11/12/2009 - 4:20 pm
how ever this dosen’t resolve all the sudoku types ..maybe just the easy ones.. for a more detailed explanation check this sudoku solver that also contains some strategies used by sudoku experts. http://www.scanraid.com/sudoku.htm . For example i dunno how your algorithm would resolve the Intersection Removal Strategy called also the Pointing Pairs Strategy.
11/12/2009 - 11:28 pm
My method solves all sudokus. It’s a brute force solver, so it doesn’t need any clever strategies.
13/12/2009 - 2:41 am
Inspired by your example, I did the Tower of Hanoi:
with h(x, n, a, b, c) as (
select 0, 3, ‘A’, ‘B’, ‘C’ from dual
union all
select x+m*power(2,n), n-1, decode(m, 1, b, a)

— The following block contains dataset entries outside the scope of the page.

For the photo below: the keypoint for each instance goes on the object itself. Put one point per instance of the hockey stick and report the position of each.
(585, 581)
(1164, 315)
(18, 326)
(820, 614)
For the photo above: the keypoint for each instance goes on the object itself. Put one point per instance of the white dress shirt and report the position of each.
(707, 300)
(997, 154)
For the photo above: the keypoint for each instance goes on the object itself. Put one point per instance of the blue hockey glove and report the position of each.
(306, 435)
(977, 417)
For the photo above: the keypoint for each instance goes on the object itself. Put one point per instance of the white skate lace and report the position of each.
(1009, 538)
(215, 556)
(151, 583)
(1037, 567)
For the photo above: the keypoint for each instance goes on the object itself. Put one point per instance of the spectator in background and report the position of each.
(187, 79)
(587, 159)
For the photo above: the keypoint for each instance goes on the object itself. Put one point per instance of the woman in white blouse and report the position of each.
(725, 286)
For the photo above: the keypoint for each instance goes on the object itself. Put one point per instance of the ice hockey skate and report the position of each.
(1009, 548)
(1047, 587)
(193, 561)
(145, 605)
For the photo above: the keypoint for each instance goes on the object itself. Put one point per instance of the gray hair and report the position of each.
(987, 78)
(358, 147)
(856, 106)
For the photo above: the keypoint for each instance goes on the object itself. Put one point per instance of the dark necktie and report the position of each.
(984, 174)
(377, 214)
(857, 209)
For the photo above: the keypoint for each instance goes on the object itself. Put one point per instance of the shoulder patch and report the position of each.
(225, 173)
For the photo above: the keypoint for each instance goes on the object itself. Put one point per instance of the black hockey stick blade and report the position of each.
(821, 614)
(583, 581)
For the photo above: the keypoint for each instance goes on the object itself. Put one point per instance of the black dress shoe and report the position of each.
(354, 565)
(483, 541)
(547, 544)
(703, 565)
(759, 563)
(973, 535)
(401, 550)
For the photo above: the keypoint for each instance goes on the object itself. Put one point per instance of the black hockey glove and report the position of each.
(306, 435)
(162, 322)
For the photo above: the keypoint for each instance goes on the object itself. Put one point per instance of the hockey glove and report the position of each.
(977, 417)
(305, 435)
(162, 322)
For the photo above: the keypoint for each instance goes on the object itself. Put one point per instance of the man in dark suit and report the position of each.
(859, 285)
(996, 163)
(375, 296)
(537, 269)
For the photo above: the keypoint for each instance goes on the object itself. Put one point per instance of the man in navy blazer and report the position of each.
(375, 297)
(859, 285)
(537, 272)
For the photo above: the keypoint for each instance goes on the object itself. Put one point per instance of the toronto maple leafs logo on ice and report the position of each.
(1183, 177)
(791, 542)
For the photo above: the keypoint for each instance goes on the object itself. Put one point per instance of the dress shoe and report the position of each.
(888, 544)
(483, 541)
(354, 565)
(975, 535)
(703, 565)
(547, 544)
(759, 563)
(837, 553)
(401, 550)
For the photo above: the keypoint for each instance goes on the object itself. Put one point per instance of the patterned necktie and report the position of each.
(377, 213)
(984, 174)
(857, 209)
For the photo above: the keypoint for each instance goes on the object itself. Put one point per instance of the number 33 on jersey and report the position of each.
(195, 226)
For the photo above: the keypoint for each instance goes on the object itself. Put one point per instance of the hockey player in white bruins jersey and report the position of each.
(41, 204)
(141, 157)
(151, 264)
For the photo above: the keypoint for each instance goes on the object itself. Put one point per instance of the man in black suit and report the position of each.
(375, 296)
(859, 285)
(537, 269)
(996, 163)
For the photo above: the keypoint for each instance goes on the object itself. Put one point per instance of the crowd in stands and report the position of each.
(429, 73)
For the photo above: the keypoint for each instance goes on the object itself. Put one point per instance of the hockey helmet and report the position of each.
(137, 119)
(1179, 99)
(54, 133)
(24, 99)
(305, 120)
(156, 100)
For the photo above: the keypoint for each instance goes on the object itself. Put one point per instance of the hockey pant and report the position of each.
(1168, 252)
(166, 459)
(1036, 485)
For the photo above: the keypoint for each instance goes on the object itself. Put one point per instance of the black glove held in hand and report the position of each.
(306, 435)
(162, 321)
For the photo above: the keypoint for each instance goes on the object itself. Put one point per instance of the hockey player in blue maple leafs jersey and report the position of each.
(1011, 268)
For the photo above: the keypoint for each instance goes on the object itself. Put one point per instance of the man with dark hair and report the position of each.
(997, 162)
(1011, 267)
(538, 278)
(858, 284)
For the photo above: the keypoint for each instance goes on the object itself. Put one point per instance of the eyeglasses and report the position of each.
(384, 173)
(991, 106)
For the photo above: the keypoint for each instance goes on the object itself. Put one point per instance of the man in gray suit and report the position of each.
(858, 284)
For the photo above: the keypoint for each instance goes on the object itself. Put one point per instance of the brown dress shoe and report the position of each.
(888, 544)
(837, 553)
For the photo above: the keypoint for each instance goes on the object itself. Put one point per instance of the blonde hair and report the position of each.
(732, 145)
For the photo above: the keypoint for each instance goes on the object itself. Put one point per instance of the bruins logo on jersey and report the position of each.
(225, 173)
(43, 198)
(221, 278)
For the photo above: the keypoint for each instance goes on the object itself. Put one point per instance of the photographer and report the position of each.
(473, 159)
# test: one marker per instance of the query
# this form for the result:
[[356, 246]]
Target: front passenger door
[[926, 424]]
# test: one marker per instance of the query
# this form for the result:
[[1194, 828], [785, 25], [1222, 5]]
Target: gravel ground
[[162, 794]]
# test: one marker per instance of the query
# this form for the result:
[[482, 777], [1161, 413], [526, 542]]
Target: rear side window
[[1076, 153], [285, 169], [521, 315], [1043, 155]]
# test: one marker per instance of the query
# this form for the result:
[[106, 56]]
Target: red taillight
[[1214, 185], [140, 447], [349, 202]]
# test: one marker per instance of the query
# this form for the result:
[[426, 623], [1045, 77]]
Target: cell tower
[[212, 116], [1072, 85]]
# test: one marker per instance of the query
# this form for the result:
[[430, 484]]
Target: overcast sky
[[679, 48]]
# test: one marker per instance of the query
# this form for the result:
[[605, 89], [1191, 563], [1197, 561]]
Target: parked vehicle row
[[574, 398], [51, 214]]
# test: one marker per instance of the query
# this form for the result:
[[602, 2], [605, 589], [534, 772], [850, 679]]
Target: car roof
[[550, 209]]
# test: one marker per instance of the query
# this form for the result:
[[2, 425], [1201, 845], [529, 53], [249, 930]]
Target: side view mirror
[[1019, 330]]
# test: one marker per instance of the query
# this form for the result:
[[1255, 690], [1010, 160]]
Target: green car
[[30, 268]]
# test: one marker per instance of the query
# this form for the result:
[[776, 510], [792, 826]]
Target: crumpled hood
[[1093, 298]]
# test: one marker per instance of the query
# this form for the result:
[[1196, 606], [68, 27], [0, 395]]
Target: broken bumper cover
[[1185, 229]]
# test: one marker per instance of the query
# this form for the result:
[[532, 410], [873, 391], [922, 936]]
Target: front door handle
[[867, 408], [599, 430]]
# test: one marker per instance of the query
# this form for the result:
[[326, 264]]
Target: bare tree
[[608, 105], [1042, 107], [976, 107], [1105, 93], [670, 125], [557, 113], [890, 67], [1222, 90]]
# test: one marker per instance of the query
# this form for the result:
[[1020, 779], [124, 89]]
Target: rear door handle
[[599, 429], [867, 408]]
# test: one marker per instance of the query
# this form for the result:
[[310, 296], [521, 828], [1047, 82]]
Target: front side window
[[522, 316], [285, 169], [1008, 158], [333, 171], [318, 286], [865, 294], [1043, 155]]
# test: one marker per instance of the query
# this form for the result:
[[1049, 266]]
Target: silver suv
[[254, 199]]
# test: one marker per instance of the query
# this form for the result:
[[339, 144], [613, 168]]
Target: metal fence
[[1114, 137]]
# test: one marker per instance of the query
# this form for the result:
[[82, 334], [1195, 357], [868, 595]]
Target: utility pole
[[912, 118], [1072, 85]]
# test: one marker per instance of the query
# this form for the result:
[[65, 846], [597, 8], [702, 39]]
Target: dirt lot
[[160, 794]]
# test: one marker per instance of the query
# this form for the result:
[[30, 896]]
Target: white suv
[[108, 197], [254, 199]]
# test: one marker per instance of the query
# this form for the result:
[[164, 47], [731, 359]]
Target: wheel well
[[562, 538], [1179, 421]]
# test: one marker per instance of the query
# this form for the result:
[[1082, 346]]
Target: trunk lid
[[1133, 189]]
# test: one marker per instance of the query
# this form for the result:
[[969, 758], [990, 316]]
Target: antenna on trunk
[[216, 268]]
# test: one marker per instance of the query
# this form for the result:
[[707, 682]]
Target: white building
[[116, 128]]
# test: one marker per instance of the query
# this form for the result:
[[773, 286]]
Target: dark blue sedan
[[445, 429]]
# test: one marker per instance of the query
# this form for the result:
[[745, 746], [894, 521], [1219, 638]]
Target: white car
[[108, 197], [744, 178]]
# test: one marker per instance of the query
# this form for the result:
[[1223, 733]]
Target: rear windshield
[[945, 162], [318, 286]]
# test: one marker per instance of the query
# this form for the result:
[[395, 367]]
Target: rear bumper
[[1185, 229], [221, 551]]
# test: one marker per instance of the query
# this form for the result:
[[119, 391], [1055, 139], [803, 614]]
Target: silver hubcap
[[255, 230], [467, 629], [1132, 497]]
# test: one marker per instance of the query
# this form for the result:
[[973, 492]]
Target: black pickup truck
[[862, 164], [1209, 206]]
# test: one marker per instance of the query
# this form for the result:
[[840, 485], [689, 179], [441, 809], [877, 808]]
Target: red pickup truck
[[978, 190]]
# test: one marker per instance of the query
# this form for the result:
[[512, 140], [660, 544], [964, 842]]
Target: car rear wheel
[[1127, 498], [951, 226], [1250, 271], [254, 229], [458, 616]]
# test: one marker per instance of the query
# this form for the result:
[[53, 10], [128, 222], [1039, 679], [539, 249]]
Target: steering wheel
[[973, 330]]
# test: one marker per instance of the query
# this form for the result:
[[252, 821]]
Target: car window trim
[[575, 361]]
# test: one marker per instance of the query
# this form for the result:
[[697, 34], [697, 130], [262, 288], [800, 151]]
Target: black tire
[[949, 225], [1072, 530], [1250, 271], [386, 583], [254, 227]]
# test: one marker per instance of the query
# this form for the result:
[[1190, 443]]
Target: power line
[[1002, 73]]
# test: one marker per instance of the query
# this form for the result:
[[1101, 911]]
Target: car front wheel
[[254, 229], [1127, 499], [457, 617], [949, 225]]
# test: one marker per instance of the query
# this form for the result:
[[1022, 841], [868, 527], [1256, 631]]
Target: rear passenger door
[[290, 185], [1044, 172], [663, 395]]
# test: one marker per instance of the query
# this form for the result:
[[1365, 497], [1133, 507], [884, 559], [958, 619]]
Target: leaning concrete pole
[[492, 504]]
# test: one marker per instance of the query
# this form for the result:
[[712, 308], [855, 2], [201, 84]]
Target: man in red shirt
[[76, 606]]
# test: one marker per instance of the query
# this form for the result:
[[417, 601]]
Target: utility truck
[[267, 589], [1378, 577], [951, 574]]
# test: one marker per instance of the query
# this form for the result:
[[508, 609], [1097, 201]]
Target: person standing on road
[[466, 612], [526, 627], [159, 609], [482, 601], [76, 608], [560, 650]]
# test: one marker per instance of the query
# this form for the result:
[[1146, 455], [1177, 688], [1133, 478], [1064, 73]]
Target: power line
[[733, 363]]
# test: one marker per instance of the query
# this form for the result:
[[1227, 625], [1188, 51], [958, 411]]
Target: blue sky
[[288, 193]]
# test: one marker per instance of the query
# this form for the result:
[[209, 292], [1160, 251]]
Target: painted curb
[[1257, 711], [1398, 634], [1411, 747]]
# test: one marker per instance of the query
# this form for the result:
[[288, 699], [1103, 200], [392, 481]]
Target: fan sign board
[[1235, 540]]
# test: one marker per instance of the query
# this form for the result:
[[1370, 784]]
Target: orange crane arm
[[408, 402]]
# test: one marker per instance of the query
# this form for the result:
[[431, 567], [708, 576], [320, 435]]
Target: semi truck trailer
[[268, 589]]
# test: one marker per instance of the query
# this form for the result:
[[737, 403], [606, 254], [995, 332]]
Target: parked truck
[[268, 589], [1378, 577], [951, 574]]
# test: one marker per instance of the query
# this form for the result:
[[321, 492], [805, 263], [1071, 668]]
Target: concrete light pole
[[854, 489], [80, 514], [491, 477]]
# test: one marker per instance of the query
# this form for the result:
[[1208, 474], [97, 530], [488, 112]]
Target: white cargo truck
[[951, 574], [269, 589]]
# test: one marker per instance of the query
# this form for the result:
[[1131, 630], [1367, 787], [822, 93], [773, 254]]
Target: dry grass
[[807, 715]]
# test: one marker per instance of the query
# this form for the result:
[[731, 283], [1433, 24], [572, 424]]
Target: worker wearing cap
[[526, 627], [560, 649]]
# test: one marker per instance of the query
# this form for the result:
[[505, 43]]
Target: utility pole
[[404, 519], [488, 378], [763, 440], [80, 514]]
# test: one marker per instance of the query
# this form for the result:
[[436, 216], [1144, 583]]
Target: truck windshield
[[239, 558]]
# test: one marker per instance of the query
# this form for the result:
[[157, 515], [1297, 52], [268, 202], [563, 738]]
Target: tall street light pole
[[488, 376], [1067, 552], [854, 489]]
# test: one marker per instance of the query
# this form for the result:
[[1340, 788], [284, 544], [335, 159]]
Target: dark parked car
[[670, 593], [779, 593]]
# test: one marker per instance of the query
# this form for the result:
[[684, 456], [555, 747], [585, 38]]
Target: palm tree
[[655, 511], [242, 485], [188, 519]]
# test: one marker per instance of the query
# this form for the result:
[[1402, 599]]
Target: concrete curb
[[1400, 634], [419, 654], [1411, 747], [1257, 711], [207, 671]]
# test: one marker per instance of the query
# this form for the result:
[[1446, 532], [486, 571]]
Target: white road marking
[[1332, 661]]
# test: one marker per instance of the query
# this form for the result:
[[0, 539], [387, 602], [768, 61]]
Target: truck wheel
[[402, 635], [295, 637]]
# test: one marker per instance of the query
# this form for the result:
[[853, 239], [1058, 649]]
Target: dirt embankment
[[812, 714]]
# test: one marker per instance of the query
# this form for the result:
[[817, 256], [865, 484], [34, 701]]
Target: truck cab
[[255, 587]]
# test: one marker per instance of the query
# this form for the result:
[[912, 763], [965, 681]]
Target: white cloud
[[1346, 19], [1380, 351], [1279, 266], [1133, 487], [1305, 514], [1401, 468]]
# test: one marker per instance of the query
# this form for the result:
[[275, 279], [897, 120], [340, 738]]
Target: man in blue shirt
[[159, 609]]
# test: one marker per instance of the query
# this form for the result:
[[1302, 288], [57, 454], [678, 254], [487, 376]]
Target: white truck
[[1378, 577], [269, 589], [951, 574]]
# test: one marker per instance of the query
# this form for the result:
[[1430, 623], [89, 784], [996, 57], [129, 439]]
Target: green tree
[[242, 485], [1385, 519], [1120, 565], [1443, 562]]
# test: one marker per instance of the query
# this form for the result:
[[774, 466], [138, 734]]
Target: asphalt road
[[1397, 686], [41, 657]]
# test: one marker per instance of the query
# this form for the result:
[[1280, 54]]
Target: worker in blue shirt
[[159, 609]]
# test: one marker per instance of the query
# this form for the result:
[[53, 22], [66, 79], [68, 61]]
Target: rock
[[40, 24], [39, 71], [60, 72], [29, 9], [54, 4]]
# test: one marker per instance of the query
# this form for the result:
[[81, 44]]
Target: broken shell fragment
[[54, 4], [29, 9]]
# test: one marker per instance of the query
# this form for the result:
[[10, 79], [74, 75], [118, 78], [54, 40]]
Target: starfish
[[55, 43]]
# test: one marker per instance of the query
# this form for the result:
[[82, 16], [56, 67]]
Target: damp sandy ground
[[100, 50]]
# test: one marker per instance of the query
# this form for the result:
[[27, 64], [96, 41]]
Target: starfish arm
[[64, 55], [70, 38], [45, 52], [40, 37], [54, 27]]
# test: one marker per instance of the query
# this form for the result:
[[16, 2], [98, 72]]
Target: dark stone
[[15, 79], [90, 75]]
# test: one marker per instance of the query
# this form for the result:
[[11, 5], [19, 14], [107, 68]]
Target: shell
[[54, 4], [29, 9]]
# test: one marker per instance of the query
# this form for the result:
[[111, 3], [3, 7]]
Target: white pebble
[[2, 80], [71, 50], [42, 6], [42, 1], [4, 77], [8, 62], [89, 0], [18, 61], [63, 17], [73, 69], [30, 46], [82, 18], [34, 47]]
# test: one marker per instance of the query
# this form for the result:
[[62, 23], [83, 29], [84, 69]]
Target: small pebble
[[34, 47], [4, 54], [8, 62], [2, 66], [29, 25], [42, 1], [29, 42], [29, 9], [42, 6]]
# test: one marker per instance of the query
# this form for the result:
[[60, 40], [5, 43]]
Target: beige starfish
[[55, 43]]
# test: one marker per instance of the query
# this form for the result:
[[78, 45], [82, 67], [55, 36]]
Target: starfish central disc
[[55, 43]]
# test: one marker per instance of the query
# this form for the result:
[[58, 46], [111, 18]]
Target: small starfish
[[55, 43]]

, decode(m, 1, a, c), decode(m, 1, c, b)
from h, (select -1 m from dual union all select 1 from dual)
where n > 1
)
select ‘move disk ‘ || n || ‘ from ‘ || a || ‘ to ‘ || c solution
from h order by x
;
22/12/2009 - 12:12 pm
Its brilliant effort, I tried to convert sudoco query in 10g but I am not getting the correct result..Anybody can help me?????
22/12/2009 - 3:00 pm
@W.G. Nice
@Bijesh K Recursive subfactoring is something Oracle introduced in 11GR2, so you can’t convert this kind of solutions to 10g.
31/12/2009 - 9:09 pm
It looks to me that what the recursive subquery does is “breadth-first search”, i.e., for each blank square in the sudoku, it considers all possibilities before moving on to the next blank square. That computes all solutions to the sudoku, but I’m wondering if that is a good way of solving a sudoku in practice because it generally suffices to find one solution.
4/1/2010 - 3:53 pm
@c: Maybe it suffices to find one solutions, this query finds all solutions. And that has nothing to do with breadth- or depth-first searching, that’s because there’s no way to stop the recursion after finding a solution.